Easy Chicken in Wine
Enjoy this flavorful chicken in wine recipe, cooked slowly with Mediterranean ingredients such as onions, garlic, green pepper, and olive oil. Remember that the better the wine, the better the sauce – you'll only need 250ml of wine, so if you have an open bottle of good wine, use it! It's worth it. If you need to buy wine, try a Jerez like Pedro Ximénez or a Moscatel, as their sugar content creates spectacular sauces. If you enjoy trying different chicken recipes, on this website, we present one you'll want to repeat: chicken in wine.
What wine should you use for cooking?
Whether it's white, rosé, or red, wine has been present at celebrations for centuries, used in sauces, marinades, and even desserts. In the 13th century, herring was already prepared with white wine. Each type of food pairs better with a specific type of wine. For example, when cooking red meats, it's best to use reds like Cariñena, Garnacha, or Monastrell – wines with body and many nuances. For cooking chicken in wine, dry white wines are recommended, but avoid acidic ones like white Grenache. If using reds, Jerez wines like Pedro Ximénez or the Moscatel variety are excellent.
Would you drink a glass of the wine you use for cooking? If the answer is yes, use it in this recipe; if the answer is no, because it's a cheap wine use it only for cooking. In that case, it's better to invest a few more dollars in a better wine.
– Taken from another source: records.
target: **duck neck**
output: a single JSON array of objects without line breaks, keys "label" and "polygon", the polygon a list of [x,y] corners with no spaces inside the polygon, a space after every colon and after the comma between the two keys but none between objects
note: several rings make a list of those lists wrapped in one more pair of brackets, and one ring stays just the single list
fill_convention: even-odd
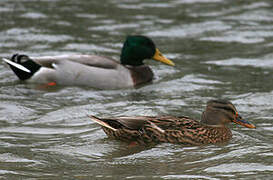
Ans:
[{"label": "duck neck", "polygon": [[131,73],[134,86],[141,85],[153,80],[154,73],[147,65],[142,66],[127,66]]}]

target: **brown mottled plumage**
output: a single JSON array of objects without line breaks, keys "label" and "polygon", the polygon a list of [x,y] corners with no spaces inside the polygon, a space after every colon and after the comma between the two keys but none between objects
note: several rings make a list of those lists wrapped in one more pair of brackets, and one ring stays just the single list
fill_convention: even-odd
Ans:
[{"label": "brown mottled plumage", "polygon": [[215,144],[231,139],[226,124],[234,122],[248,128],[255,126],[241,118],[234,105],[226,100],[207,103],[201,121],[188,117],[136,116],[91,119],[100,124],[111,138],[138,144],[181,143],[189,145]]}]

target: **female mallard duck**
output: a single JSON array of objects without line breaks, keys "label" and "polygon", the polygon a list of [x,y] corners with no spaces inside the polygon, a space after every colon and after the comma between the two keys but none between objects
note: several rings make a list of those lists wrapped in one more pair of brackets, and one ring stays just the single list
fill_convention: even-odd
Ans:
[{"label": "female mallard duck", "polygon": [[232,133],[226,126],[230,122],[255,128],[253,124],[243,120],[234,105],[226,100],[209,101],[200,122],[184,116],[105,119],[90,117],[102,126],[109,137],[137,144],[162,142],[189,145],[214,144],[231,139]]},{"label": "female mallard duck", "polygon": [[3,59],[20,80],[43,84],[81,85],[99,89],[134,87],[153,79],[144,59],[174,66],[145,36],[128,36],[120,56],[121,63],[96,55],[63,55],[29,58],[15,54]]}]

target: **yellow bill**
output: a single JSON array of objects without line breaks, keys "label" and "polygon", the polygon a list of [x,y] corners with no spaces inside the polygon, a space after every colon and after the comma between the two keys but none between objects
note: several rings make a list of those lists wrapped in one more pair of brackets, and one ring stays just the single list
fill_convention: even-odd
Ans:
[{"label": "yellow bill", "polygon": [[157,48],[155,50],[155,54],[152,57],[152,59],[156,60],[156,61],[160,61],[160,62],[162,62],[164,64],[168,64],[170,66],[174,66],[175,65],[171,60],[169,60],[165,56],[163,56],[163,54]]}]

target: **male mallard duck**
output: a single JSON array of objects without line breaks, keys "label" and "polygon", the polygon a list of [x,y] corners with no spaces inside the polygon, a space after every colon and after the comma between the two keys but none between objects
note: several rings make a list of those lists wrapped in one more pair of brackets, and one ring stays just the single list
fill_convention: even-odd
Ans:
[{"label": "male mallard duck", "polygon": [[214,144],[231,139],[232,133],[226,126],[230,122],[255,128],[226,100],[209,101],[200,122],[184,116],[90,118],[100,124],[109,137],[137,144]]},{"label": "male mallard duck", "polygon": [[153,79],[144,59],[174,66],[145,36],[128,36],[120,56],[121,63],[96,55],[62,55],[30,58],[15,54],[3,59],[20,80],[28,82],[81,85],[99,89],[134,87]]}]

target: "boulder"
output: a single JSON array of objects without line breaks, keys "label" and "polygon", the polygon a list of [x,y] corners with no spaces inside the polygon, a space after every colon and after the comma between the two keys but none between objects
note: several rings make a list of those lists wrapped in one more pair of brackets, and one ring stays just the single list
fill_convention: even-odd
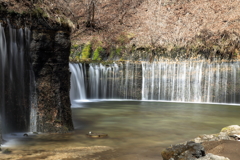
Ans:
[{"label": "boulder", "polygon": [[185,144],[176,144],[161,152],[163,160],[195,160],[205,156],[204,147],[200,143],[189,141]]},{"label": "boulder", "polygon": [[220,140],[239,140],[240,139],[240,126],[231,125],[224,127],[218,134],[201,135],[195,138],[193,141],[196,143],[202,143],[206,141],[220,141]]},{"label": "boulder", "polygon": [[198,160],[230,160],[230,159],[222,156],[217,156],[212,153],[208,153],[206,156],[201,157]]}]

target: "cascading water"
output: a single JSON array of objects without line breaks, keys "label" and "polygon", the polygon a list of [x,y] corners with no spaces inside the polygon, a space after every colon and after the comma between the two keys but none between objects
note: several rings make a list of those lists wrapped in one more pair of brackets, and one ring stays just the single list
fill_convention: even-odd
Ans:
[{"label": "cascading water", "polygon": [[240,63],[142,63],[143,100],[239,103]]},{"label": "cascading water", "polygon": [[[70,64],[74,99],[141,99],[240,103],[240,62],[204,60],[141,64]],[[78,70],[78,71],[77,71]],[[78,73],[82,72],[82,73]],[[76,75],[81,74],[81,76]],[[80,87],[76,87],[80,86]]]},{"label": "cascading water", "polygon": [[89,99],[133,99],[140,65],[89,64],[88,66],[70,63],[72,104],[76,100]]},{"label": "cascading water", "polygon": [[0,105],[4,132],[29,129],[30,31],[0,24]]}]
Recipes don't require a large amount, and you can use the rest of the wine for serving with the meal or on another occasion. The flavor of a cheap wine cannot compare with that of a Jerez or a Rioja, and you can find interesting wines for less than 6 dollars.
Ingredients for Easy Chicken in Wine for 4 people
- Chicken hindquarters – 4 pieces
- Onions – 3 units
- Garlic cloves – 4 units
- Green pepper – ¼ unit
- Red wine – 250 ml
- Herbes de Provence - 1 teaspoon
- Sweet paprika – 1 teaspoon
- Pepper – to taste
- Salt – to taste
- Bay leaf – 1 leaf
How to make the recipe Easy Chicken in Wine
- Season the chicken hindquarters with salt and pepper. Add oil to a nonstick pan; whenit is hot, brown the chicken on the outside for two or three minutes per side to seal. Remove from the pan and set it aside.
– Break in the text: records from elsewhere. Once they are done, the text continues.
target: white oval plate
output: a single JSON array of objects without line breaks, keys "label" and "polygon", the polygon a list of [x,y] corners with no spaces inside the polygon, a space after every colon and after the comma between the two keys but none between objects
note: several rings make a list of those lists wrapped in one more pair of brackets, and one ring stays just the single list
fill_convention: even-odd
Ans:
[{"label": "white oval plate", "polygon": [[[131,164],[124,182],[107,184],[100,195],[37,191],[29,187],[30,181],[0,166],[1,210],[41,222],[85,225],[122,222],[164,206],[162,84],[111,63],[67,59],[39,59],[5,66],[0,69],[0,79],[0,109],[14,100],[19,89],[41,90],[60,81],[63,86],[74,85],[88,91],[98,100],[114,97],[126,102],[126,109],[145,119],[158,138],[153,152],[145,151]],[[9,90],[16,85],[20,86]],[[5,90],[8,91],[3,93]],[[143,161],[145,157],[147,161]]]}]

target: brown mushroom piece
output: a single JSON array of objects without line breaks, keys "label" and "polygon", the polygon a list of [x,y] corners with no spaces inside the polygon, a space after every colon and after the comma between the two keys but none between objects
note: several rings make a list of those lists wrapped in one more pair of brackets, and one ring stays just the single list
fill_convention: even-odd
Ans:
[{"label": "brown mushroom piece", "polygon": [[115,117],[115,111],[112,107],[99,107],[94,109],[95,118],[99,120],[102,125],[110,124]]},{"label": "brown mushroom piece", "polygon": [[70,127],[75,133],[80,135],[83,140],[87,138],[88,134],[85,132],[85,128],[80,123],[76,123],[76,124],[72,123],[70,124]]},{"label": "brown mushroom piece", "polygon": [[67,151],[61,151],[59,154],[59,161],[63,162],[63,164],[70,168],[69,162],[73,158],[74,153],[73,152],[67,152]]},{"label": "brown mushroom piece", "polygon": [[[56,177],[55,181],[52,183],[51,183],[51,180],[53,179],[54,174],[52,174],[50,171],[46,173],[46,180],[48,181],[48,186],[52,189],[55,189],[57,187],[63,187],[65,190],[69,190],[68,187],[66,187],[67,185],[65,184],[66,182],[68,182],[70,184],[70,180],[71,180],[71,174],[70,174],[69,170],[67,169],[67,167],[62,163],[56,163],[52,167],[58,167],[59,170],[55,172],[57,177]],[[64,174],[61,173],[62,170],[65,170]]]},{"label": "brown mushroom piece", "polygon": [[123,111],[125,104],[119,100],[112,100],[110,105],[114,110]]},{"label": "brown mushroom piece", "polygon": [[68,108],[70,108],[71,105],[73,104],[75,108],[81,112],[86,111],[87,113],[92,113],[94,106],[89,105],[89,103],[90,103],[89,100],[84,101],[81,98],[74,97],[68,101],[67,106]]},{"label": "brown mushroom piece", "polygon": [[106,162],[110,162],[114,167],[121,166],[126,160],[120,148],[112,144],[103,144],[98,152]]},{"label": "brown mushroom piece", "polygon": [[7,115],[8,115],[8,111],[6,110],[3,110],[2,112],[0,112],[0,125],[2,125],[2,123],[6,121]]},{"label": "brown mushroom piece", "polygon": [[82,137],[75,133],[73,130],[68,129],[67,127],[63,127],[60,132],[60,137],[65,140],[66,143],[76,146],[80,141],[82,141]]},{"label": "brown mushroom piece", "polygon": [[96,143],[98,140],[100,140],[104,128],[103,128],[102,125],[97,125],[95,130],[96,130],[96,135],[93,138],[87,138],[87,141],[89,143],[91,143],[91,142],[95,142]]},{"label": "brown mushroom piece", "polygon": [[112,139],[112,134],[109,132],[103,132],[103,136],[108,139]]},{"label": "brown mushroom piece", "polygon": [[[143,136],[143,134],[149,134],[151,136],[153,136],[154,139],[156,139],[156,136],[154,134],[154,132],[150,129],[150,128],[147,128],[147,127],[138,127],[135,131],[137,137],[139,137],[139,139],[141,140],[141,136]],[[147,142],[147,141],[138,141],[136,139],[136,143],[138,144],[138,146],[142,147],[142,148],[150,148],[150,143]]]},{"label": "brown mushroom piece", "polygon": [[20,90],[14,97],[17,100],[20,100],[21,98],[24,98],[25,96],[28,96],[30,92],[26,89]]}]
- Meanwhile, crush the garlic and cut the green pepper and onions into thin pieces. Place all the vegetables in a mortar or container and combine with paprika and herbes de Provence.
- Remove the chicken from the pan and add the contents of the container, the sliced vegetables. Sauté for a couple of minutes until the onions become transparent. If it's too dry, add a couple of teaspoons of chicken broth.
- Pour in the red wine, a bay leaf, the chicken broth, and the chicken hindquarters. Lower the heat and cook for 20 minutes, plus five minutes to let it settle.
- Carefully remove the chicken and place it on a plate, also remove the bay leaf.
- Pour the remaining ingredients and the leftover broth from the bottom of the pan into a container or glass suitable for blending. Blend until a smooth sauce is achieved (depending on your preference for texture).
- Place the chicken on a serving platter and pour the wine sauce over it. Taste and adjust the seasoning if necessary.
Notes and Tips
Replace the red wine with dry white wine (non-acidic) and you'll achieve a milder sauce. You can add spices like tarragon or cilantro, which also pair well with poultry.